PERFORMANCE:Georgia Lale-Fragile Monuments
During the “Fragile Monuments” durational performance, I was standing under the Murano chandelier at the main hall of the Palazzo Morra, in Venice. I was wearing only a hospital gown that I was taking off and putting on, while I was rotating around myself for five hours. The action was a statement about my ongoing fight with cancer. My goal was to see the body as a cultural monument that needs to be preserved and restored because it has been exposed to damaging environmental conditions, like Venice itself. During the performance there was times that I needed the hospital gown and times that I didn’t. This performance taught me that I have to give my body time to fight the disease and accept that I cannot fast forward this process. This action falls under the performance series “IODINE-131” and aims to challenge the stereotypes around cancer, symptomless disease and invisible disability while raising awareness about the up rise of thyroid cancer in people of young age. The “Fragile Monuments” performance was hosted by the Venice International Performance Art Week, Co-Creation Live Factory and took place in January 15, 2020. Georgia Lale
CV: Georgia Lale is a Greek visual artist with Anatolian heritage, based in New York City. She received her MFA from the School of Visual Arts, New York City, and her BFA from the Athens School of Fine Arts, Greece.

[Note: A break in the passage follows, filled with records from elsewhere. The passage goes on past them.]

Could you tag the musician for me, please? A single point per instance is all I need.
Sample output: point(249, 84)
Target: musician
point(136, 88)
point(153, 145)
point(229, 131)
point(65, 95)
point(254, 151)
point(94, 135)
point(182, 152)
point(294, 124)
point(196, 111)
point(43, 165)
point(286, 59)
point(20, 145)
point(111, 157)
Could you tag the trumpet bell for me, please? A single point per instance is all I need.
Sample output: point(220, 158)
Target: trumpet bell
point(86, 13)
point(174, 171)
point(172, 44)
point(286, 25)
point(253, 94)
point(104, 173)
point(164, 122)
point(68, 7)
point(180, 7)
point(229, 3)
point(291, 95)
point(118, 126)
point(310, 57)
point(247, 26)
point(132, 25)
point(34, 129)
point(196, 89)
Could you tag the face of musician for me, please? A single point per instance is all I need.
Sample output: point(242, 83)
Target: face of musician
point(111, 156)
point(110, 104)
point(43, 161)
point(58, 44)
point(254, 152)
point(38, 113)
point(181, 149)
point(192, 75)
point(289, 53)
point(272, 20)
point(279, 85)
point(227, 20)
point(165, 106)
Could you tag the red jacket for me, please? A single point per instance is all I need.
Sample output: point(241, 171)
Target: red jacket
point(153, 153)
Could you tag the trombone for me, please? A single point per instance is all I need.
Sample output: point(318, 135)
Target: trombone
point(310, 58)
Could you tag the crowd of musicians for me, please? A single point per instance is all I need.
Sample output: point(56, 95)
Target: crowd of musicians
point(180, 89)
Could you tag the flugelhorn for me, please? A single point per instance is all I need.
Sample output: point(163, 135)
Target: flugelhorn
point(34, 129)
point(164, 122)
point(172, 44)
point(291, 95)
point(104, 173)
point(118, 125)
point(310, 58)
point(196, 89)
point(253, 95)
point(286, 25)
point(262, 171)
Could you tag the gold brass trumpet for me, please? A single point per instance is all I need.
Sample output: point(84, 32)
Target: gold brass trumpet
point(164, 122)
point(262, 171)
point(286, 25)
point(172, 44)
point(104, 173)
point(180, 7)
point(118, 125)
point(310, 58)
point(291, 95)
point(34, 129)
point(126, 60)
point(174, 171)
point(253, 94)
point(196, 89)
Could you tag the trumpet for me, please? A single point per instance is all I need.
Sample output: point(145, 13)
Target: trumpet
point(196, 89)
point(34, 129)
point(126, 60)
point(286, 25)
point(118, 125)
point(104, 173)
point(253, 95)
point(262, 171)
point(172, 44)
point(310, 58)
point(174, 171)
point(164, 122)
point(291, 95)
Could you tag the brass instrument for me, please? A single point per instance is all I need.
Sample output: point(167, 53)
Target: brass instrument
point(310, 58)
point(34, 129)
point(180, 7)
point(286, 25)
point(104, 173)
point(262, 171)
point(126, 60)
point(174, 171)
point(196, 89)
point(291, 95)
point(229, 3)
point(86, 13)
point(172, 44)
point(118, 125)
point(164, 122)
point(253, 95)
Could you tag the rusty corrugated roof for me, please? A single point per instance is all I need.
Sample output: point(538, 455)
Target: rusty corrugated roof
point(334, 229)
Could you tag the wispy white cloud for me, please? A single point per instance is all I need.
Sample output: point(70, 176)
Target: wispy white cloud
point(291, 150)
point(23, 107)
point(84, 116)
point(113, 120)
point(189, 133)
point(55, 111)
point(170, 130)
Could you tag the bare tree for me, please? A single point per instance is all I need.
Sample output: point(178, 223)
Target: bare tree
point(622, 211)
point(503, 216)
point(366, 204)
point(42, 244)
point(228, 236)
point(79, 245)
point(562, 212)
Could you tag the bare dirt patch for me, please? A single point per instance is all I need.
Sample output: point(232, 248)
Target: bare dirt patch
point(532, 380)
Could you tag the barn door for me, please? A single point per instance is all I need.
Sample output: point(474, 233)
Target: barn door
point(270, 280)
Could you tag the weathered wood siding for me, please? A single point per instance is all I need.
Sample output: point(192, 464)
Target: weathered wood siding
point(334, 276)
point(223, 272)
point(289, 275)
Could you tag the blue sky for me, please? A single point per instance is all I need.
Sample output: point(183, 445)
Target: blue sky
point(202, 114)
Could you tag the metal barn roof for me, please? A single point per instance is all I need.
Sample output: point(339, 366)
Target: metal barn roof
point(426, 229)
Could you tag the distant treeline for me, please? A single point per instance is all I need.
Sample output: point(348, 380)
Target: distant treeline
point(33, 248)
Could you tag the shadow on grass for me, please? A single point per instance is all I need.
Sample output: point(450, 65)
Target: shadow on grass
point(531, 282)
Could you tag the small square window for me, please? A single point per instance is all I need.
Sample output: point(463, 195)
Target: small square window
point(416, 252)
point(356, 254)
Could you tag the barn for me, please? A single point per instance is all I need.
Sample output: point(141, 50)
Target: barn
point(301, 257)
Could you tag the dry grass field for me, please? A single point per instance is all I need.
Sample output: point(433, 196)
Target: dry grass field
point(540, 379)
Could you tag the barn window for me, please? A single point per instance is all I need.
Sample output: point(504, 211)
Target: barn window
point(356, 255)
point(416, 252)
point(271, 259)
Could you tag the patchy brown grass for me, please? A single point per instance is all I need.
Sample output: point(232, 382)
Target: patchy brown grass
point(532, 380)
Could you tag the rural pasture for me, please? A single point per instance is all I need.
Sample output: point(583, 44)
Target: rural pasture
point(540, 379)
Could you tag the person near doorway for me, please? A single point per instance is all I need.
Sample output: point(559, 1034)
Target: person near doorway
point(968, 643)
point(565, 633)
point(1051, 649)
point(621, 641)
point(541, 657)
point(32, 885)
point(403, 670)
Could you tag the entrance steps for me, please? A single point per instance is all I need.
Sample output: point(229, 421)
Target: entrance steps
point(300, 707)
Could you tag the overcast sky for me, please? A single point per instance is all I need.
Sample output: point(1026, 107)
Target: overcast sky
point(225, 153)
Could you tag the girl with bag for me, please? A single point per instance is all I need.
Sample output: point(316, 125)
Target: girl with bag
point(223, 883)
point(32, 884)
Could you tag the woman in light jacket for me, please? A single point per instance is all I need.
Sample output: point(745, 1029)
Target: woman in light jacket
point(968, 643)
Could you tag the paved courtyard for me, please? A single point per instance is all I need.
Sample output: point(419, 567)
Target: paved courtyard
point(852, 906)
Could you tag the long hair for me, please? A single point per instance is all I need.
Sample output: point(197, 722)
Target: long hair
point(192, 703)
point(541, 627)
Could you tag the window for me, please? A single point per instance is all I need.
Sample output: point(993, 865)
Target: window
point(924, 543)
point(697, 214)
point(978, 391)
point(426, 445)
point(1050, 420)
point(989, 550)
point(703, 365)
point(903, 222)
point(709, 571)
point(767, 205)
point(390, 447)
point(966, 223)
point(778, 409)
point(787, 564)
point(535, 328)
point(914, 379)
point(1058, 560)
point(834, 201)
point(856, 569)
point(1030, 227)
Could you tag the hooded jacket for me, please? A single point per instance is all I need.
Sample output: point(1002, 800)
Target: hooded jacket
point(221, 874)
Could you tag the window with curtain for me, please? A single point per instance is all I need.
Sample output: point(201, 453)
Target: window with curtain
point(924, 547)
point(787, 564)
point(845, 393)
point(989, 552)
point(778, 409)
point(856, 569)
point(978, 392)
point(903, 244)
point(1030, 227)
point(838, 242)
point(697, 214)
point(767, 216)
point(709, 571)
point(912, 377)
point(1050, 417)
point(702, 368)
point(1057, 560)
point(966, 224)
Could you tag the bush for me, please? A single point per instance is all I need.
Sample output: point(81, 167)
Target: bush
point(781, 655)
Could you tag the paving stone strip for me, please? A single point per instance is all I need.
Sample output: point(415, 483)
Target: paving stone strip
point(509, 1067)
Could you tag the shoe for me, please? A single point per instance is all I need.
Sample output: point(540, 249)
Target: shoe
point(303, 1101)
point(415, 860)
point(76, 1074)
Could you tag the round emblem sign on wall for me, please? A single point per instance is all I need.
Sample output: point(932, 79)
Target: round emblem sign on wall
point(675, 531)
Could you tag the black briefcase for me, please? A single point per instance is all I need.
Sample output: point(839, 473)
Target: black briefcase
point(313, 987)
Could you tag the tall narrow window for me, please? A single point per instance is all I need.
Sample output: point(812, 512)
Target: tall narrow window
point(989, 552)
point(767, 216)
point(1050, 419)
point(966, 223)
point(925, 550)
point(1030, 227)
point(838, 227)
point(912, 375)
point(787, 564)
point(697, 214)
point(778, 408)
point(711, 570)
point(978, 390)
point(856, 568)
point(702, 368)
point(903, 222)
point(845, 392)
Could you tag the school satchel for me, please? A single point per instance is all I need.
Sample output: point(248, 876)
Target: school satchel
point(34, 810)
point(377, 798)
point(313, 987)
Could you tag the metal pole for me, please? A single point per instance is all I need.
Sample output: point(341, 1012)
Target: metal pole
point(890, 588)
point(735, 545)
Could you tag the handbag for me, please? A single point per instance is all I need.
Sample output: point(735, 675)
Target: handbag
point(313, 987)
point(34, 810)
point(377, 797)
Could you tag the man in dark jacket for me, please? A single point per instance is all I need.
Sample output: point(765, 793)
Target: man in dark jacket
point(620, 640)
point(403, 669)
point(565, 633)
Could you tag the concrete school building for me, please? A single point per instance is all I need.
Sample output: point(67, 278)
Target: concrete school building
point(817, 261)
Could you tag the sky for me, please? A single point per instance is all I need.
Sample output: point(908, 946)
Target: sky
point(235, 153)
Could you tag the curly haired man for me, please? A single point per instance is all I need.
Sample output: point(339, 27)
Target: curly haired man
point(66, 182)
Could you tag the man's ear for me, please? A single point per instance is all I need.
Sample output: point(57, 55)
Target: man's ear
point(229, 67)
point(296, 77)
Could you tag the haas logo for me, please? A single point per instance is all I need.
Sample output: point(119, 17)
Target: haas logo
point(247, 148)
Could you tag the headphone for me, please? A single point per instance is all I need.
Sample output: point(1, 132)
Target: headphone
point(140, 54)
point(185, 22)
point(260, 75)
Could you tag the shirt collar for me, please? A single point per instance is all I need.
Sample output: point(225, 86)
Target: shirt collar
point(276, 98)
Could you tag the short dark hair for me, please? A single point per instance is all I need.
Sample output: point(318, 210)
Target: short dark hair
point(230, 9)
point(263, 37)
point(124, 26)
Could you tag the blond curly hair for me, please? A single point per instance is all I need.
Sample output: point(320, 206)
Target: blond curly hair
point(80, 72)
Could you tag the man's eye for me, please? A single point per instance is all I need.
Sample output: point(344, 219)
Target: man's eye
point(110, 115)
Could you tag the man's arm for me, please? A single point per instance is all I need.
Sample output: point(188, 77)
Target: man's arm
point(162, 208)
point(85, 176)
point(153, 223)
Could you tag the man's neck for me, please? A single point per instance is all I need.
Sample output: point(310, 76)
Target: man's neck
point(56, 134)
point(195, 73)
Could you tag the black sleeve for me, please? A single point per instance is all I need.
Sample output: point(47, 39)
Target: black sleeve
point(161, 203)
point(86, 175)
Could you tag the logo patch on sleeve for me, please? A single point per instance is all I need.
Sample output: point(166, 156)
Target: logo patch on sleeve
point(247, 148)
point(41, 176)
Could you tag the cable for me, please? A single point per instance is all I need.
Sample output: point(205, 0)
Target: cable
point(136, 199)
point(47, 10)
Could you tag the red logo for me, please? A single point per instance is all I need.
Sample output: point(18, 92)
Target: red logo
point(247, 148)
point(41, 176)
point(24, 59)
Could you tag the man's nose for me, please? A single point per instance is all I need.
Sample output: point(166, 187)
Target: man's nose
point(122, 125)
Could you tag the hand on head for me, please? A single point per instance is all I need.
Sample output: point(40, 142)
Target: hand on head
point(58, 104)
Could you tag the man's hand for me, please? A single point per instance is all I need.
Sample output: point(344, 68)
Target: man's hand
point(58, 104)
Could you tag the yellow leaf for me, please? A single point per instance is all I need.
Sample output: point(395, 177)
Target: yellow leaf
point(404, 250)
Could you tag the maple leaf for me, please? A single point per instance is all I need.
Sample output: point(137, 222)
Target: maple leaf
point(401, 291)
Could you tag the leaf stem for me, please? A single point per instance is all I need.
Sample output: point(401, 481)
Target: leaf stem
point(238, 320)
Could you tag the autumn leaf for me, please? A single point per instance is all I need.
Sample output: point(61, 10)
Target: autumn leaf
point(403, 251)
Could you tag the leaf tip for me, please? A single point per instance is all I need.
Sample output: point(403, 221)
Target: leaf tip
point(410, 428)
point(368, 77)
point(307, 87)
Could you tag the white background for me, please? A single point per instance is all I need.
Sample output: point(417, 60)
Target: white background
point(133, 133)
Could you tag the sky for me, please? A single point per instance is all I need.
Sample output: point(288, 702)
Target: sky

Her piece #OrangeVest was presented at the Greek Pavilion at the 15th Venice Architecture Biennale. She is the recipient of the Goulandris Foundation scholarship, the Gerondelis Foundation scholarship and the School of Visual Arts Paula Rhodes Memorial Award for Exceptional Achievement in MFA Fine Arts studies. Her work has been shown internationally, including New York City, Venice, Berlin, Brussels, Athens and Izmir. Lale’s public interventions have been performed at the Metropolitan Museum of the Arts, at the National Mall of Washington D.C., at the Statue of Liberty, at the United Nations Secretariat Building, at the Temple of Hephaestus in Athens and at the Celsus Library of Ephesus. She has been the panel member of numerous academic conferences organized by the Dedalus Foundation, the MoMA Archives, the Yale History of Art Modernist Forum and the Yale School of Management.